Wild Turkey master distiller Eddie Russell was recently in Australia to promote his new whiskey Longbranch, a collaboration with Hollywood star Matthew McConaughey.
National Liquor News’ Deb Jackson sat down with the legend of bourbon to chat about McConaughey, Longbranch and the American whiskey market more widely.
HOW WOULD YOU PREFER DRINKERS ENJOY (AND BARTENDERS SERVE) LONGBRANCH AND OTHER WILD TURKEY WHISKEYS?
When I was growing up, it was neat or with an ice cube – some gentlemen might put water in it. That’s how I drink it, but what’s grown our industry is that 21-40 year-old males and females, they’re starting out in that social setting in a bar, where bartenders are serving them a Manhattan or an Old Fashioned, and there’s some great drinks being made.
So sometimes it’s easier to start that way, but things like Longbranch – if you want to drink bourbon straight, 101 and Rare Breed might be a little bit too big for them. This is a little bit of a lighter taste, a little more citrus, a little fruitier, so it’s an easier step into the category.
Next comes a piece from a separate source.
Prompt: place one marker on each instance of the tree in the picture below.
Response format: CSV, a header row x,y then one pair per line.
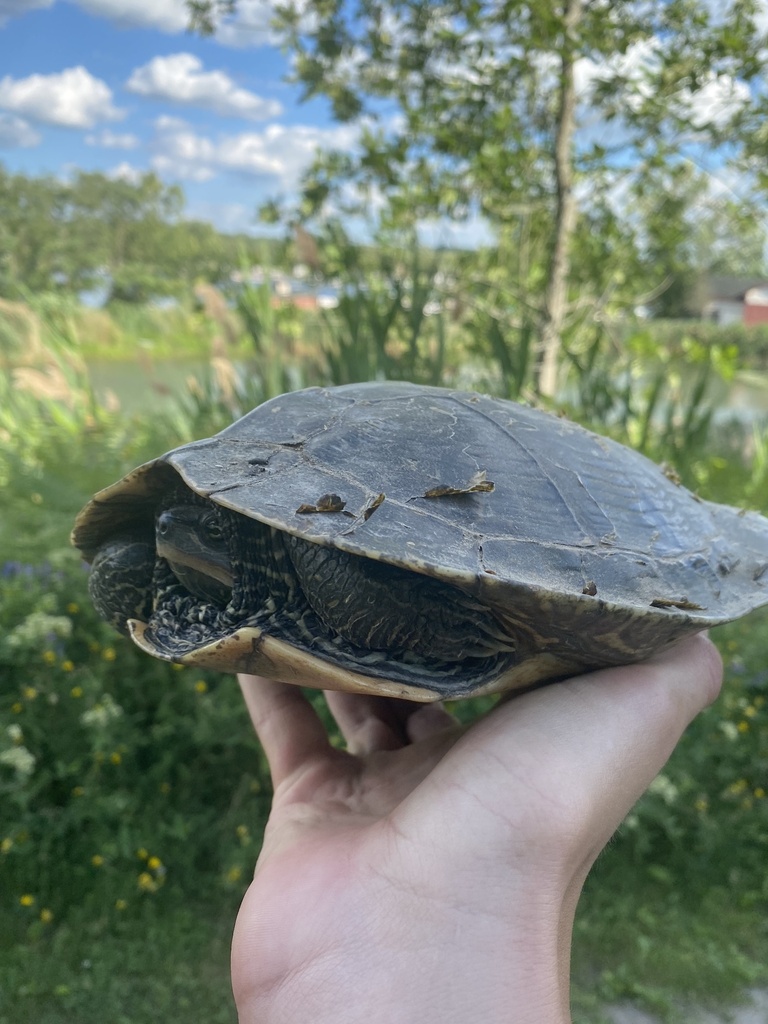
x,y
514,110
So for me, what Booker Noe and my dad and all those masters taught me, you drink it neat or on ice and that’s it. My dad thinks a mixed drink is an ice cube!
But I think it’s much easier to convert people in a bar. If someone goes in and they like the taste of that mixed drink and they want to try bourbons, you don’t have to go buy a whole bottle, you can try a few in the bar, next time try a few different ones, and figure out the one you like.
IF YOU’RE DRINKING A WHISKEY COCKTAIL, WHAT DO YOU ORDER?
What got it all started was the Manhattans and Old Fashioneds, but my favourite is a Boulevardier. That’s what I like: Wild Turkey, Campari and a vermouth. It’s a Negroni but instead of the gin you’re using bourbon.
WHAT DID YOU ENJOY MOST ABOUT WORKING WITH MATTHEW?
Not too many celebrities get that involved – they’re ready to take the money and get out there and talk about it, but he wanted to be in from day one, and involved in everything about it, so that was really cool for me.
Just getting to know him too, he’s really hilarious. Figuring out what he was actually talking about in emails… he’s a big family man too which is very important to us, because our industry and especially Wild Turkey is about that generation after generation. But just figuring out his quirks, meeting his family… we’ve become very comfortable around each other and that’s really neat.
ARE THERE PLANS TO WORK TOGETHER AGAIN?
That depends – I’m there for life and he’s contracted every three years, and right now he’s so excited about Longbranch that I think he’ll do another three year contract. Right now I’m not thinking that way, because we’ve got something that he loves, and my dad might get rid of me if I put too many out there with Matthew’s name on it!
HOW DO YOU ACCOUNT FOR THE POPULARITY OF AMERICAN WHISKEY AMONG BARTENDERS AT THE MOMENT?
Well it wasn’t us. In American whiskeys, vodka came out in the early ‘70s and it hurt the brown spirits industry. And my father and some of the other master distillers started helping a little bit by doing premium, very small-batch, barrel proof whiskey – something that was their best whiskey rather than a bigger blend.
We used to think that the only people we were selling to were 50 and older males, we weren’t getting any young people. So doing some lower proofs in America brought some of the young people in. But the bartenders did it on their own – there was 4 or 5 influential bartenders in New York, San Francisco, Chicago and the bigger cities that wanted to go back to what was going on in the past. These guys went from making 14 ingredient vodka cocktails to perfecting the classic cocktails, like Manhattans, so they did it on their own.
Then it was us realizing what they were doing for our industry – lets be more open to them. So my generation is actually working with them, whereas 95% of what my dad sold was in a retail store. Bartenders really brought the younger consumer into the market with mixed drinks.
HAVE YOU BEEN NOTICING ANY TRENDS IN THE LAST FEW YEARS?
Well it’s definitely been going toward the more premium end, which is good for all of us. My son works for us now – he’s 29 – and they’re looking for a better bottle of bourbon now. They’re probably drinking a little less but they’re looking for more quality, whereas when I was growing up you bought the cheap stuff. In America, it’s harder to keep the 40 or 50 dollar bottle of whiskey on the shelf than the 20 dollar bottle, because they’re looking for quality.
That’s why I do things like 1894, Longbranch, the Rare Breeds – you’re picking out a smaller amount of barrels, your best barrels. Single barrels went crazy in America, because people realised if you’re picking out your very best 500 barrels out of a million, they want those. Whereas in the old days we just wanted to drink them ourselves!